First impressions are often described as the most important detail of any interaction. However, it is only one piece of ensuring a successful tour. A successful tour cannot rely solely on the community’s sales counselor or community relations team. It requires the involvement of each and every team member to maximize the prospect’s experience and increase engagement. Aside from providing tour folders and brochures, there are other ways to make sure your community stands out among the competition and remains top-of-mind for the prospect.
- Engage with residents. Throughout the tour interact with residents and greet them by name. This will brighten up your residents’ days and show your prospects your community puts a focus on respecting and getting to know each individual.

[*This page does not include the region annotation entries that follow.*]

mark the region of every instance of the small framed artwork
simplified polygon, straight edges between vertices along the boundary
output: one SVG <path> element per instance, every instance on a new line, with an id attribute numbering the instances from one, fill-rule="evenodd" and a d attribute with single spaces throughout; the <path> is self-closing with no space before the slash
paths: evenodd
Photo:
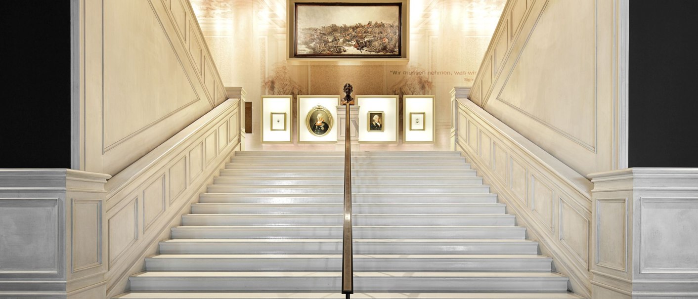
<path id="1" fill-rule="evenodd" d="M 306 124 L 308 131 L 315 136 L 324 136 L 332 129 L 332 114 L 325 106 L 318 105 L 308 112 Z"/>
<path id="2" fill-rule="evenodd" d="M 346 2 L 289 2 L 293 57 L 406 57 L 403 1 Z"/>
<path id="3" fill-rule="evenodd" d="M 383 116 L 385 113 L 383 111 L 369 111 L 369 125 L 366 129 L 369 132 L 383 132 L 385 131 L 385 126 L 383 126 Z"/>
<path id="4" fill-rule="evenodd" d="M 286 113 L 272 112 L 272 131 L 286 131 Z"/>
<path id="5" fill-rule="evenodd" d="M 424 112 L 410 112 L 410 131 L 424 131 Z"/>

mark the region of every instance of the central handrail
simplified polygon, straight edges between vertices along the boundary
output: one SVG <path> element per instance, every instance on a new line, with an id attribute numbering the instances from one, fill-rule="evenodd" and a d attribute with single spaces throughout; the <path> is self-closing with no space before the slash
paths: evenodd
<path id="1" fill-rule="evenodd" d="M 342 105 L 346 105 L 346 128 L 344 139 L 344 222 L 343 238 L 342 240 L 342 293 L 346 295 L 346 299 L 354 293 L 354 259 L 353 247 L 352 245 L 351 229 L 351 143 L 349 123 L 349 105 L 351 101 L 343 101 Z"/>

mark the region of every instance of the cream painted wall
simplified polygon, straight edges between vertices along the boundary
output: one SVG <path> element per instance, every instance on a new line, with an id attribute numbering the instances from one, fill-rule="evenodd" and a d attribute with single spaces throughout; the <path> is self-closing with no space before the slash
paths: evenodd
<path id="1" fill-rule="evenodd" d="M 186 0 L 81 0 L 73 168 L 115 175 L 226 99 Z"/>
<path id="2" fill-rule="evenodd" d="M 447 150 L 449 91 L 454 86 L 472 85 L 506 1 L 410 0 L 410 60 L 403 65 L 290 64 L 285 0 L 191 2 L 223 82 L 225 86 L 244 87 L 253 109 L 259 109 L 261 95 L 339 95 L 346 82 L 354 86 L 355 95 L 434 95 L 436 114 L 443 116 L 437 117 L 435 148 Z M 410 71 L 450 74 L 401 73 Z M 247 148 L 260 150 L 259 114 L 253 115 L 253 138 Z M 297 122 L 298 115 L 293 117 Z"/>
<path id="3" fill-rule="evenodd" d="M 469 98 L 582 175 L 627 167 L 619 2 L 509 1 Z"/>

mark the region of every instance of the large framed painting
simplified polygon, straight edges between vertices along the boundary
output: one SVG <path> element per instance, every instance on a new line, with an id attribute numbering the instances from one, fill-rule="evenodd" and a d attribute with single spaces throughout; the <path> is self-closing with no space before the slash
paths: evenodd
<path id="1" fill-rule="evenodd" d="M 293 1 L 293 58 L 406 57 L 403 1 Z"/>

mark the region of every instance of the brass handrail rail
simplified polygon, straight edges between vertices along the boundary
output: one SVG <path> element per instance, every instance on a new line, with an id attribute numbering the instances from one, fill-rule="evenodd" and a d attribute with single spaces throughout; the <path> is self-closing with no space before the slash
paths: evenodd
<path id="1" fill-rule="evenodd" d="M 350 119 L 349 105 L 351 101 L 343 101 L 346 105 L 346 128 L 344 139 L 344 222 L 343 238 L 342 240 L 342 293 L 349 299 L 350 294 L 354 293 L 354 259 L 352 245 L 351 229 L 351 143 L 350 136 Z"/>

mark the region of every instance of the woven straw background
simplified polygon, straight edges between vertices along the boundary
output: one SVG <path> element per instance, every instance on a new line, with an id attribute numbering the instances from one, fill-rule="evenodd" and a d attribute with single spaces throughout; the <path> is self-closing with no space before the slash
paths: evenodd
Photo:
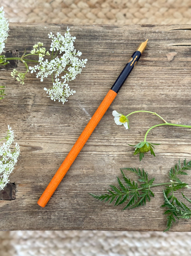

- When touring with prospective residents and their adult children, always speak to the prospective resident before the adult child. Speak with the prospective resident directly to understand what they are looking for in a community and cater to their needs. If a prospect enjoys playing bridge with friends, showcase your bridge groups and introduce the prospect to a fellow bridge-loving resident if they are available. Tailoring each tour to what the prospect is interested in will help drive positive emotions and allow for the prospect to envision themselves in your community.
- Prepare your team with a tour guide manual so they can assist in tours if the sales and marketing teams are not available. If there is a question the prospect asks and the team member does not know the answer, have the team member write it down and let the prospect know they will get them an answer by the end of the day. It is better to admit you do not know something than to guess and potentially destroy the trust between the organization and the prospect.
- Oftentimes the cost of a community can cause sticker shock for the prospect and family. By providing an informative worksheet on what is included in your community compared to the services they are currently paying for in their home can help ease their mind. For example, if someone were paying $85 per month for their water bill and $50 for electricity, this dollar amount would be eliminated upon move-in since water and utilities are included.
- Customer service training may be necessary for direct-care team members and the administrative team. While walking through the community, ensure you interact with other team members who are smiling and open for questions. Many times, the sales and marketing teams do not have clinical experience, and sometimes these types of questions will arise. Make sure your team is trained on how to respond to questions or knows who to ask in order to answer questions and communicate with tour prospects appropriately.
- Follow up. Ending a tour is not the end – it is just the beginning! Follow up the next day to see if any additional questions arose. If the prospect is a few months away from moving in, ask for permission to add them to your database to ensure you remain top-of-mind. Continue to provide value each step of the way.
There are various strategies a community can implement to improve the touring process, and many of them can be utilized immediately. Be creative, be proactive, and most importantly, be genuine and meet prospects where they are in the process.